Saturday was the last of the hibiscus. We’ve been harvesting every day since mid-September and while the end has been coming for a few weeks now, the fields are finally stripped of most of the useful calyx. I’ve been thrown into managing the harvest this year, and while I wouldn’t say I’ve been doing a brilliant job of it, I’ve been learning quite a lot on the way that I hope will help us improve our efficiency and overall harvest next year. The greatest help that I have received on this go-around was from the two men that we hired for the harvest this year, Joseph and Mariko. They both live in the nearby village of Kopatatum (if you’ve been following along since my first trip to Karamoja, this is the village that we buy aggregate from for all of our cement work). As I heard their requests and complaints and watched them work, I was able to see several ways that the farm project might be improved next year.
As much as they helped me in learning to manage the harvest, I was struck Saturday as I thanked them for their work while we sat and drank Cokes on the porch, that I hope we have helped them also. I hope that I was an equitable manager and that we assisted them to see the benefits of an honest day’s work. They both told me how happy they had been for the employment and how it had really helped them to provide for their families. But more than that, I hope that their time with us has given them some knowledge of the Gospel. They sat for several months and heard a good deal about the spread of the early church from Acts, and more recently we’ve read through I John for morning devotions. Joseph has come to prayers on Sunday once or twice in the last couple of months and Mariko comes regularly to our Friday readers’ meeting where Dave goes through the Bible story for the week.

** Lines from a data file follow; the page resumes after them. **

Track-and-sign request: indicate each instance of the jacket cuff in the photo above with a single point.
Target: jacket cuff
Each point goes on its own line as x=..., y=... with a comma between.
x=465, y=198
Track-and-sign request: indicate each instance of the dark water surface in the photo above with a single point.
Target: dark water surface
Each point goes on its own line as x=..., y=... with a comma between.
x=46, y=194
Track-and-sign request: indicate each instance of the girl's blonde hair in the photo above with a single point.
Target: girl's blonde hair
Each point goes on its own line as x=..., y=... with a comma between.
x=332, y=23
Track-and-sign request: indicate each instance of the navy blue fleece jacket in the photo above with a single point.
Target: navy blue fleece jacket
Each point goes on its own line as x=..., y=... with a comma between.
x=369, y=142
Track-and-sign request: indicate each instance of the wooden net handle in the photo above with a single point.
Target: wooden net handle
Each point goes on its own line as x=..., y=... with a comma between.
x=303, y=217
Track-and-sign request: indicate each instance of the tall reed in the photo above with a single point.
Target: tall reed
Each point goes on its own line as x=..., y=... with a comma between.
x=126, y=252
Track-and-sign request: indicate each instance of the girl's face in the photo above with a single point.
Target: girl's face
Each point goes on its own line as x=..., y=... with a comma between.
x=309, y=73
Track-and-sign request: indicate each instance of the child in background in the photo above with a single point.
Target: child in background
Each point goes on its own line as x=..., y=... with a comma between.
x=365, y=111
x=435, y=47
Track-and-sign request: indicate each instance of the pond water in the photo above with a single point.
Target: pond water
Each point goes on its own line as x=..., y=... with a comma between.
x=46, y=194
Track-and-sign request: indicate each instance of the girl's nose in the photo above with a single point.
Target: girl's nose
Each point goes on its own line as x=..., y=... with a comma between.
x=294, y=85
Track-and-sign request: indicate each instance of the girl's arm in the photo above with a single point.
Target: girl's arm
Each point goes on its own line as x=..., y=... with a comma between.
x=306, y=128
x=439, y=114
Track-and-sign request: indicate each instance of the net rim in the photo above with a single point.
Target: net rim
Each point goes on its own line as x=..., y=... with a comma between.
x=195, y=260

While I hope to see them out in the fields again next year, I hope more fully that the modest exposure they’ve had to the Christian message will cause us to see them more frequently. That they would come to Sunday prayers whether there is work or not, simply because they desire to hear more of the Gospel that we are here to proclaim. Please pray for these men to that end. Pray that God would bless our harvest next year and use it to bless our neighbors. Pray that we would be able to make the farm project self-sustaining and that we would be able to hire more people next year to plant and weed and harvest. But pray most of all that the greater harvest we seek would be brought fully into the storehouse. Though it looks a long way off, pray that the day would come when those working at the harvest may be sent home because Karamoja is full of the knowledge of Christ.